Trois jours après le cyclone Garance : le calvaire des habitants de l’allée des Calanthes au Brûlé

Après le cyclone Garance, les habitants de l’allée des Calanthes font face à un paysage de désolation. En l’absence d’aide, ils s’organisent pour déblayer la boue, tout en dénonçant une situation qui se répète depuis des années.
Trois jours après le passage dévastateur du cyclone Garance, les habitants des hauts de Saint-Denis pansent encore leurs plaies. À l’allée des Calanthes, dans le quartier du Brûlé, des familles ont été durement touchées par des coulées de boue et des torrents d’eau. Parmi elles, Pierre, un résident vivant à proximité du centre de lecture témoigne avec amertume de la situation qui perdure depuis des années, aggravée par une gestion qu’il juge défaillante des eaux de pluie par les autorités.
"Une catastrophe qui se répète"
"Pendant l’alerte rouge, en plein après-midi, après le passage des vents les plus violents, la pluie s’est abattue en masse", raconte Pierre. Ce qui a commencé par une inondation s’est rapidement transformé en coulée de boue. "Plusieurs voisins ont été touchés. Chez l’un d’eux, il y a encore un mètre cinquante, voire deux mètres cinquante de terre, de boue, de gravats et d’ordures dans sa cour". Pour Pierre, ce n’est pas une première : "L’année dernière, lors du cyclone de janvier, on avait déjà été inondés, mais c’était juste de l’eau, pas de la boue".
Une buse de canalisation pointée du doigt
À l’origine de ces désastres à répétition, selon lui, une buse installée il y a quelques années au niveau du parking de l’école du Brûlé et du centre de lecture. "L’eau qui descend de l’école et du centre de lecture plus haut est collectée par ce tuyau et déversée en contrebas, directement sur notre chemin privé, une impasse qui dessert nos maisons", explique-t-il. Résultat : à chaque grosse pluie, cette eau concentrée ravage les propriétés des riverains. "Avant, c’était de l’eau claire qui abîmait simplement notre chemin. Maintenant, c’est bien pire avec la boue".
Ce chemin privé, "que la mairie utilise pour évacuer ses eaux pluviales", est au cœur de la colère de Pierre. "Il y a dix ans, on a proposé de céder ce chemin à la commune pour un euro symbolique. Ils ont refusé, arguant que c’était une impasse sans intérêt pour eux. Mais aujourd’hui, ils s’en servent pour déverser l’eau qu’ils collectent, sans se soucier des conséquences". Il s’indigne : "On paye des impôts fonciers, parfois depuis des décennies, et on se retrouve avec un chemin détruit et des maisons inondées. Ce n’est pas normal !"

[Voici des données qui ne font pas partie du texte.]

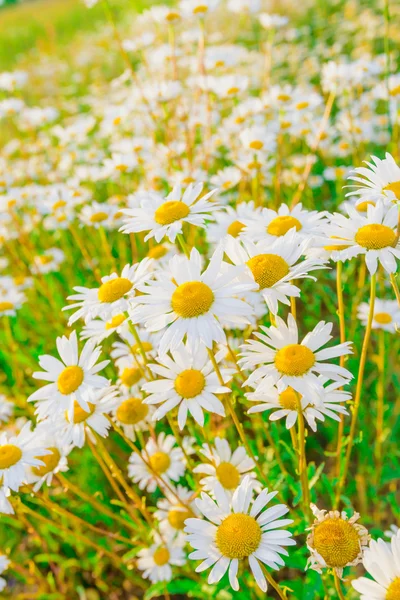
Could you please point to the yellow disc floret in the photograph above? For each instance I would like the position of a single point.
(192, 299)
(294, 360)
(238, 536)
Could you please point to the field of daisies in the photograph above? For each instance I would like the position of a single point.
(199, 303)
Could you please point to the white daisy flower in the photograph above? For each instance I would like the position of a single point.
(165, 216)
(235, 531)
(279, 355)
(112, 297)
(386, 315)
(160, 461)
(157, 561)
(382, 561)
(285, 402)
(187, 380)
(373, 235)
(183, 301)
(224, 469)
(273, 266)
(335, 541)
(73, 378)
(17, 454)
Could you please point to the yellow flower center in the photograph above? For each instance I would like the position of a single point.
(99, 217)
(70, 379)
(114, 289)
(235, 228)
(9, 455)
(130, 376)
(228, 475)
(157, 252)
(393, 591)
(192, 299)
(6, 306)
(383, 318)
(161, 556)
(132, 411)
(375, 237)
(177, 518)
(116, 321)
(393, 187)
(337, 542)
(281, 225)
(160, 462)
(171, 211)
(190, 383)
(50, 462)
(267, 269)
(294, 360)
(238, 536)
(288, 399)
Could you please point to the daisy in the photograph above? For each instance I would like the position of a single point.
(373, 235)
(335, 541)
(188, 381)
(382, 561)
(386, 315)
(281, 357)
(156, 561)
(286, 402)
(224, 469)
(112, 297)
(160, 461)
(165, 216)
(184, 301)
(73, 378)
(17, 454)
(233, 532)
(273, 266)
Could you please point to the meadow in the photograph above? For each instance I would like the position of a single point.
(199, 300)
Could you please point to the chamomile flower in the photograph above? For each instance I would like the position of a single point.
(188, 381)
(382, 561)
(165, 216)
(160, 461)
(279, 355)
(72, 379)
(224, 469)
(335, 541)
(183, 301)
(372, 235)
(386, 315)
(112, 297)
(236, 530)
(157, 561)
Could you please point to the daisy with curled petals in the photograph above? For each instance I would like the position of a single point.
(285, 402)
(17, 454)
(373, 235)
(165, 216)
(271, 224)
(382, 561)
(184, 301)
(187, 380)
(386, 315)
(160, 461)
(278, 355)
(335, 541)
(224, 469)
(157, 561)
(273, 266)
(380, 179)
(239, 529)
(111, 299)
(73, 378)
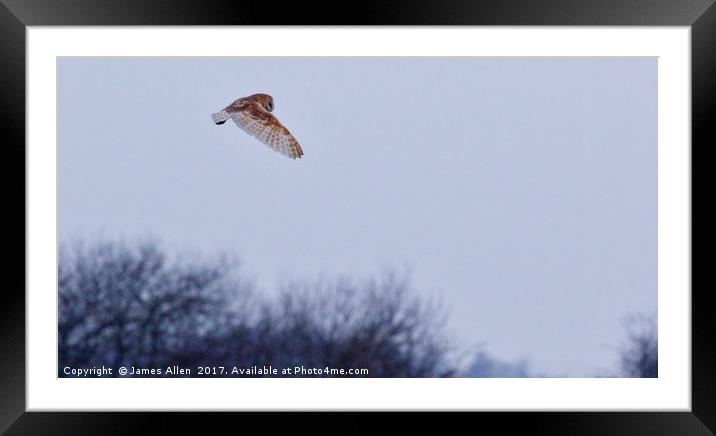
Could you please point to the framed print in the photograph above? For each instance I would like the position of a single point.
(413, 207)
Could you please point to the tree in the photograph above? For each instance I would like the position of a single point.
(640, 356)
(123, 305)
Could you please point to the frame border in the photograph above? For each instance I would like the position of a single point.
(16, 15)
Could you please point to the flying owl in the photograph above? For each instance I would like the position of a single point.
(253, 114)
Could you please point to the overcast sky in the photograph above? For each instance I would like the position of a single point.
(521, 191)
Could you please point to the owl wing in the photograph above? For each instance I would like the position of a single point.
(258, 122)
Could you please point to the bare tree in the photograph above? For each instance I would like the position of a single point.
(640, 355)
(123, 305)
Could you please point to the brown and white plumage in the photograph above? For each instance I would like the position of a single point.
(253, 115)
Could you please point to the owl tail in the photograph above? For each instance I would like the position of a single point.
(220, 117)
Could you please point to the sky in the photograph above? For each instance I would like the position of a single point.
(522, 192)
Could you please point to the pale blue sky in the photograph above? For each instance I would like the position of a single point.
(521, 191)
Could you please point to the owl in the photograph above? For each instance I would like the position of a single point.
(253, 114)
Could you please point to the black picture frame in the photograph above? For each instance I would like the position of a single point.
(16, 15)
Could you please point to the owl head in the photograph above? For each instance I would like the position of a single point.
(265, 100)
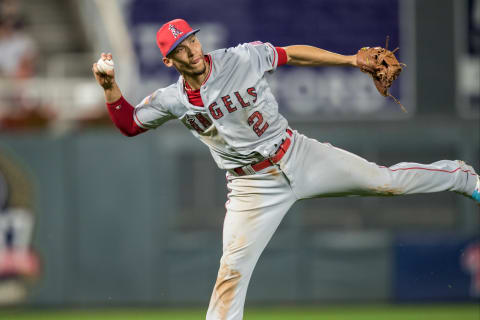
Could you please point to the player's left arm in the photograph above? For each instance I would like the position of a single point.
(309, 56)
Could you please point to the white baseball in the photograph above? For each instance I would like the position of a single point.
(105, 65)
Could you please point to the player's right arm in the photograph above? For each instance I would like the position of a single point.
(121, 112)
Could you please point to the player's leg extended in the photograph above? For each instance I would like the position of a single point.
(330, 171)
(255, 208)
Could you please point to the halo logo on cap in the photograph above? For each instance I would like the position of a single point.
(172, 33)
(174, 30)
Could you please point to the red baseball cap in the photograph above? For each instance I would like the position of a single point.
(172, 33)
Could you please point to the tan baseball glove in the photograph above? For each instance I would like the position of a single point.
(382, 65)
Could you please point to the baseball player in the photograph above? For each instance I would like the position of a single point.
(224, 99)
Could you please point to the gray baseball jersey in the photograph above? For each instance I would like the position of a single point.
(241, 125)
(240, 122)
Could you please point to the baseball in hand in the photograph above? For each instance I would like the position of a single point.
(104, 65)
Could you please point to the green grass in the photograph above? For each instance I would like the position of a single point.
(409, 312)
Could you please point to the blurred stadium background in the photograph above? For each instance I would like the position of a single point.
(91, 219)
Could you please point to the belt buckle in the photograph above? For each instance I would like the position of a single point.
(248, 169)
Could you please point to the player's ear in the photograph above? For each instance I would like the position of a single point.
(167, 61)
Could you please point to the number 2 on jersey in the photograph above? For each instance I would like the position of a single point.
(256, 119)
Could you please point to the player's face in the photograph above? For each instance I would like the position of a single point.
(187, 57)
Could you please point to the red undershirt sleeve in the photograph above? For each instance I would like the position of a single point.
(282, 56)
(121, 113)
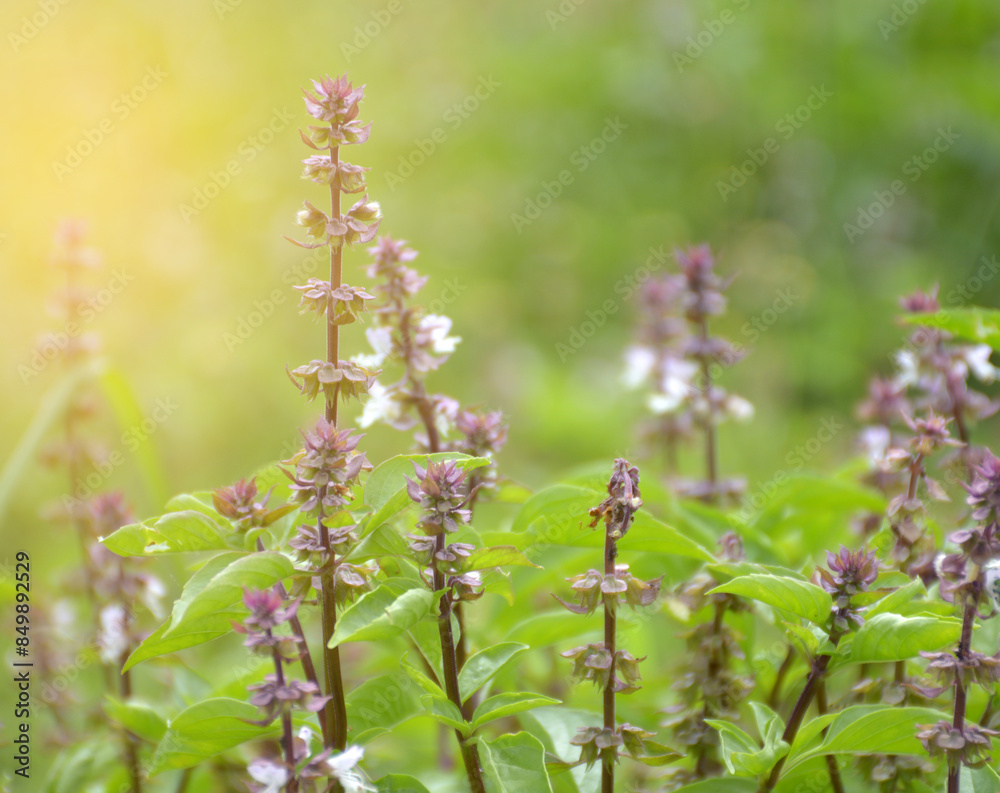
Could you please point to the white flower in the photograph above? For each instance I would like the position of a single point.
(874, 442)
(438, 327)
(380, 340)
(978, 359)
(268, 773)
(113, 638)
(638, 364)
(381, 405)
(675, 386)
(738, 408)
(909, 367)
(343, 767)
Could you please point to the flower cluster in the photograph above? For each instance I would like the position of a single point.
(612, 669)
(962, 573)
(418, 341)
(710, 684)
(276, 695)
(850, 573)
(967, 745)
(335, 102)
(913, 550)
(678, 362)
(443, 494)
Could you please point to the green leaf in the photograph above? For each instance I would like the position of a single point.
(507, 705)
(175, 532)
(129, 417)
(205, 729)
(480, 668)
(499, 556)
(515, 764)
(897, 599)
(379, 704)
(722, 785)
(50, 409)
(382, 613)
(195, 632)
(421, 679)
(975, 324)
(446, 712)
(870, 729)
(399, 783)
(207, 594)
(979, 780)
(891, 637)
(802, 598)
(137, 717)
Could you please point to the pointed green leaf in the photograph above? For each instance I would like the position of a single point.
(139, 718)
(382, 613)
(507, 705)
(974, 324)
(482, 666)
(379, 704)
(445, 711)
(515, 764)
(399, 783)
(421, 679)
(979, 780)
(802, 598)
(225, 587)
(870, 729)
(499, 556)
(891, 637)
(205, 729)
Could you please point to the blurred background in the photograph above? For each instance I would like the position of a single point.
(127, 115)
(541, 156)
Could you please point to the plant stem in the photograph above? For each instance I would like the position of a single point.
(779, 678)
(336, 276)
(449, 663)
(819, 666)
(711, 465)
(831, 762)
(306, 656)
(609, 755)
(964, 645)
(336, 708)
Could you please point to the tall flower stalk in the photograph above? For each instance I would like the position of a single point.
(440, 491)
(335, 104)
(613, 670)
(679, 362)
(963, 578)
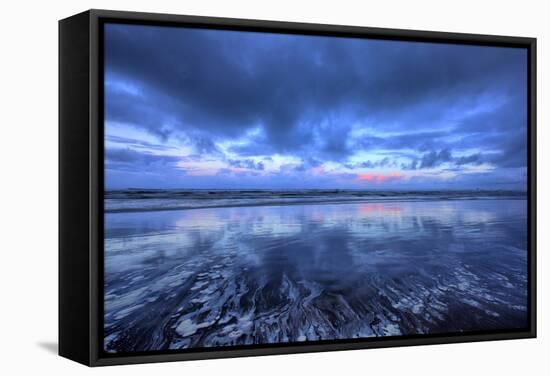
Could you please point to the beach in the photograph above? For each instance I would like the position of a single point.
(279, 269)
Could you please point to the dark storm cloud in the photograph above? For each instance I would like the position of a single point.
(247, 163)
(302, 91)
(422, 106)
(129, 156)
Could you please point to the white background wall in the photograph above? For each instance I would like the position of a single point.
(28, 210)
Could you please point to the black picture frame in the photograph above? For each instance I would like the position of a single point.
(81, 184)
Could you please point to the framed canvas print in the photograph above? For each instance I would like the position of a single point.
(237, 187)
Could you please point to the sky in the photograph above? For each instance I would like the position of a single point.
(217, 109)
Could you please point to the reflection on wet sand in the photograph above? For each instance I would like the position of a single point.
(267, 274)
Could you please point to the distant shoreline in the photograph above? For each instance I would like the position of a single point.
(370, 200)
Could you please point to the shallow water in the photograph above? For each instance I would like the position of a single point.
(268, 274)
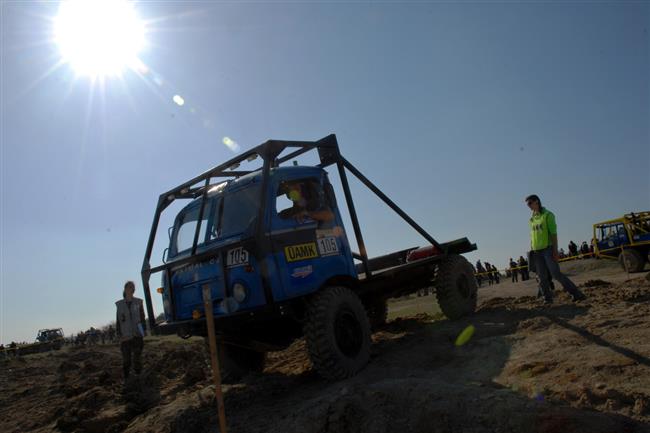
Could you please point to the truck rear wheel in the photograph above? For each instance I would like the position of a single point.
(337, 331)
(456, 287)
(634, 259)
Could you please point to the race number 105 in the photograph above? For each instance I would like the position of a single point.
(328, 246)
(237, 257)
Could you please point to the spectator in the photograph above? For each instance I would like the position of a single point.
(488, 269)
(543, 242)
(573, 249)
(130, 324)
(513, 271)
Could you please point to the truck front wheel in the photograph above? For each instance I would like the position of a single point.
(456, 287)
(337, 331)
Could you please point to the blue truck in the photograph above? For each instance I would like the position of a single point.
(626, 239)
(270, 246)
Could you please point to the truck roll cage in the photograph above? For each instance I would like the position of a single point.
(269, 152)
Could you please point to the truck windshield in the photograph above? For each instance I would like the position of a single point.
(225, 216)
(239, 210)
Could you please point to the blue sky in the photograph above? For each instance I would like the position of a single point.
(456, 110)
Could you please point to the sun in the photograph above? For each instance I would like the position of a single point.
(99, 38)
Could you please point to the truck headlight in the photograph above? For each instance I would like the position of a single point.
(239, 292)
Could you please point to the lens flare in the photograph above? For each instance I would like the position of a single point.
(99, 37)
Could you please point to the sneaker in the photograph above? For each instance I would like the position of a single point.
(579, 297)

Pierre ne mâche pas ses mots envers la municipalité : "Si la mairie n’avait pas concentré toute cette eau pour la rejeter en contrebas sans vérifier s’il y avait des habitations, on n’en serait pas là. Ils n’ont rien anticipé, rien contrôlé". Isolés depuis le cyclone, les habitants se débrouillent seuls, à coups de pelles et de brouettes. "On entretient nos propres évacuations, on a construit des murs pour canaliser l’eau mais on ne peut pas gérer une telle quantité déversée par les services communaux. C’est impossible pour des particuliers".
Le Département aussi dans le viseur
Au-delà de la mairie, Pierre critique également la gestion des routes par le Département, notamment sur le versant Saint-François, entre le Brûlé et Saint-François. "Les routes sont coupées à cause d’infiltrations et de murs de soutènement inefficaces. Le Département construit des murets de 80 cm ou 1,20 m qui ne tiennent pas face aux crues. C’est du gaspillage d’argent public !"
Selon lui, des solutions comme des buses enfouies ou des entonnoirs pour canaliser l’eau sous les routes seraient nécessaires, mais rien n’est fait. "Ils se contentent de petits travaux d’entretien superficiels, puis repartent. Pendant ce temps, les maisons en contrebas sont détruites, et certains habitants se retrouvent en situation de catastrophe naturelle".
Un sentiment d’abandon
Face à ces dégâts récurrents, Pierre déplore l’inaction des autorités : "On paye des impôts, mais à quoi ça sert ? On est livrés à nous-mêmes". Pour lui et ses voisins, l’heure est à l’entraide. "Personne n’a pu nous envoyer d’engin pour nous aider. On fait ce qu’on peut, mais c’est épuisant et injuste".
Alors que le cyclone Garance s’éloigne, ses conséquences continuent de peser lourdement sur les habitants de l’allée des Calanthes. Pour Pierre, une chose est claire : sans une prise en charge sérieuse de la gestion des eaux par la mairie et le Département, ce cauchemar risque de se répéter encore et encore.